Тьма шевелилась, смотрела на нее глазами столпившихся в дверях родителей, кто-то шептал в такт отцовским движениям:
— Шире .. шире… шире… шире…
Она покачивалась на отцовских ногах, ткнувшись лицом в его потное плечо, кровать тоже покачивалась, и подоконник покачивался, и едва различимая люстра, и редкие звезды в окне, и темнота:
— Сладко-стыдно… сладко-стыдно… сладко-стыдно…
Вскоре отец дернулся, словно кто-то толкнул его, дрожащие руки сжали Марину:
— Наааааа…. ммнаааа… мммнааа… мммм…
Из его скрытых тьмою губ рвалось что-то, плечи тряслись.
Он снова дернулся.
Больно и резко вышло из нее горячее и липкое, Марина оказалась на кровати, отец проволок ноги по полу и рухнул на свою койку.

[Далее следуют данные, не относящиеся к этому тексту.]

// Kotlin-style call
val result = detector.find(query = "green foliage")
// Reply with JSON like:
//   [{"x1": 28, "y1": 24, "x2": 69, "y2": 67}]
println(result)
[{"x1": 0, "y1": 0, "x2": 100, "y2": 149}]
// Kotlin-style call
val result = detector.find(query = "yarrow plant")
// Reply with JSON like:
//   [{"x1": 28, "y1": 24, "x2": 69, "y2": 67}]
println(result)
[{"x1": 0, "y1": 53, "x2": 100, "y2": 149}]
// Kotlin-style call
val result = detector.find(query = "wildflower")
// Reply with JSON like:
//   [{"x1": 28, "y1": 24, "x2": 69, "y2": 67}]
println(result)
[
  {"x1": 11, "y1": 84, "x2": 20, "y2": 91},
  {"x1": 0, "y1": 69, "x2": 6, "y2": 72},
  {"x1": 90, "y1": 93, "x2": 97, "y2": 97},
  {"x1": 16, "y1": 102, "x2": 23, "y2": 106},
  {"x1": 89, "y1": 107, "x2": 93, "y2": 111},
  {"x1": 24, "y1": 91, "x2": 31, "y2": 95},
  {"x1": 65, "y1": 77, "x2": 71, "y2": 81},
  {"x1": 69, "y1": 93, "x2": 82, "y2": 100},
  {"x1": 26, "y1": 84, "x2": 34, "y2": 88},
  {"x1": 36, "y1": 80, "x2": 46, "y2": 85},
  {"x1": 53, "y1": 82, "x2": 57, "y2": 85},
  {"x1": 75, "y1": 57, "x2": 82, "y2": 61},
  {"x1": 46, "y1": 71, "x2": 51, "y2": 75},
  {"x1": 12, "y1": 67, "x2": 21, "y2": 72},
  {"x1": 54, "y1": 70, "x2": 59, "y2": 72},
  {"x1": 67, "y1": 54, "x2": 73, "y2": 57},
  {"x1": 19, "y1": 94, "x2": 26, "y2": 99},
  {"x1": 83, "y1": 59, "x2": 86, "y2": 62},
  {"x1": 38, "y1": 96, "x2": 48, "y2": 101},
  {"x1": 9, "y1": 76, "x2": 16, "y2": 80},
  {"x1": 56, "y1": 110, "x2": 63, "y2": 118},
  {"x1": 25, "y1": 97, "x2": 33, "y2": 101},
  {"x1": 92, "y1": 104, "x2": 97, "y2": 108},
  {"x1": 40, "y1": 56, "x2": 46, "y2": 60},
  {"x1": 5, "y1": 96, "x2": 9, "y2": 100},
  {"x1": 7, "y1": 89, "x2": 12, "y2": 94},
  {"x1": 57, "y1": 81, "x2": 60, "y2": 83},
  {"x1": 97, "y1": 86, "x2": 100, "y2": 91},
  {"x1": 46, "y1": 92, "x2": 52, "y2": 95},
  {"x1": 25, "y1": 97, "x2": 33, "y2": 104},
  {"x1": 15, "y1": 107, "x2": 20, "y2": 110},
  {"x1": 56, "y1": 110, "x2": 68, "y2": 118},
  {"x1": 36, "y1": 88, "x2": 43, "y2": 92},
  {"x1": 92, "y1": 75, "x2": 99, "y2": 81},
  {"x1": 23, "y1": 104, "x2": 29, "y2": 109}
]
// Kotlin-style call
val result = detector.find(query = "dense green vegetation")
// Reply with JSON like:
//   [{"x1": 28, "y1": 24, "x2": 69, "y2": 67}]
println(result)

Марина потрогала промежность. Там было липко и мокро.
Слабо дыша, отец лежал не шевелясь.
Замерев, Марина смотрела на скупые очертания люстры и трогала свои липкие бедра.
Низ живота немного болел, голова кружилась, и хотелось спать.
Вскоре отец захрапел.
Марина натянула одеяло и тут же провалилась в яркий большой сон.

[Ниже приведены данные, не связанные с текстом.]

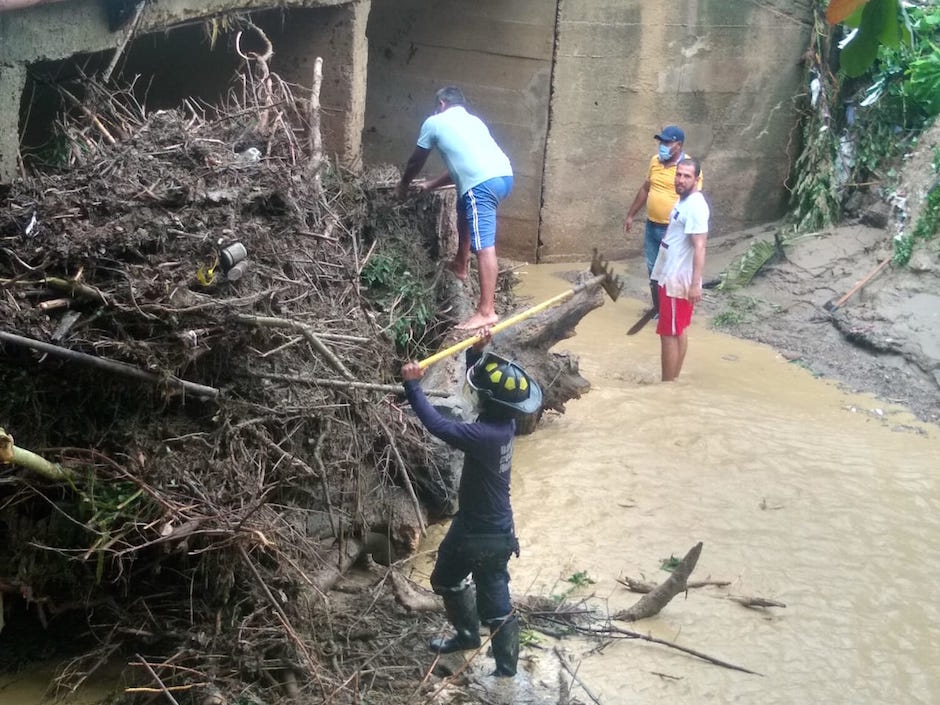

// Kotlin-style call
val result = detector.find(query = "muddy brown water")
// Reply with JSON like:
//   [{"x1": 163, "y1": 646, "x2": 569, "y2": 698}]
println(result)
[
  {"x1": 418, "y1": 265, "x2": 940, "y2": 705},
  {"x1": 0, "y1": 265, "x2": 940, "y2": 705}
]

Ей снилось бесконечное море, по которому можно было спокойно ходить, не проваливаясь. Она шла, шла по синему, теплому и упругому, ветер развевал волосы, было очень хорошо и легко, только слегка болел низ живота. Марина посмотрела туда, разведя ноги. В ее пирожке угнездился краб. Она протянула к нему руку, но он угрожающе раскрыл клешни, еще глубже забрался в розовую щель.

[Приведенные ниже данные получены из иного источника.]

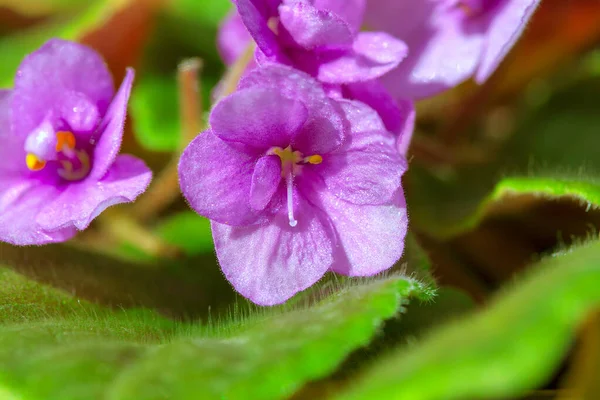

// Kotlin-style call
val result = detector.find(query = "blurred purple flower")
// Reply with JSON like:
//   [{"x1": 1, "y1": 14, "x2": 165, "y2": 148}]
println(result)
[
  {"x1": 229, "y1": 0, "x2": 407, "y2": 84},
  {"x1": 218, "y1": 0, "x2": 412, "y2": 139},
  {"x1": 179, "y1": 65, "x2": 408, "y2": 305},
  {"x1": 0, "y1": 39, "x2": 152, "y2": 245},
  {"x1": 365, "y1": 0, "x2": 540, "y2": 99}
]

«Нужна палочка», — подумала Марина, — «Без палочки его не выковырнуть…»
Но вокруг было только море и больше ничего, море на все четыре стороны.
Она побежала, едва касаясь ногами упругой поверхности, потом подпрыгнула и полетела, в надежде. что встречный ветер выдует краба из щели. Ветер со свистом тек через ее тело, раздирая глаза, мешая дышать. Марина развела ноги и свистящая струя ворвалась в пирожок. Краб пятился, прячась, но клешни отлетели. Видя, что он безоружен, Марина попыталась выдернуть его из себя.
Это оказалось не так просто — скользкий панцирь вжимался в складки гениталий, ножки не давались. Она нажала посильней и панцирь хрустнул, краб обмяк.
Марина с облегчением вытащила его и бросила вниз. Раздавленный краб бессильно закувыркался, удаляясь, но за ним сверкнула на солнце тончайшая леска, потянувшаяся из гениталий. Марина схватила ее руками, дернула, но та не кончалась, все длилась и длилась, вытягиваясь из Марины и неприятно щекоча. Ветер ослаб, Марина почувствовала, что падает. Леска путалась между ног, море приближалось, снова засвистел в ушах ветер.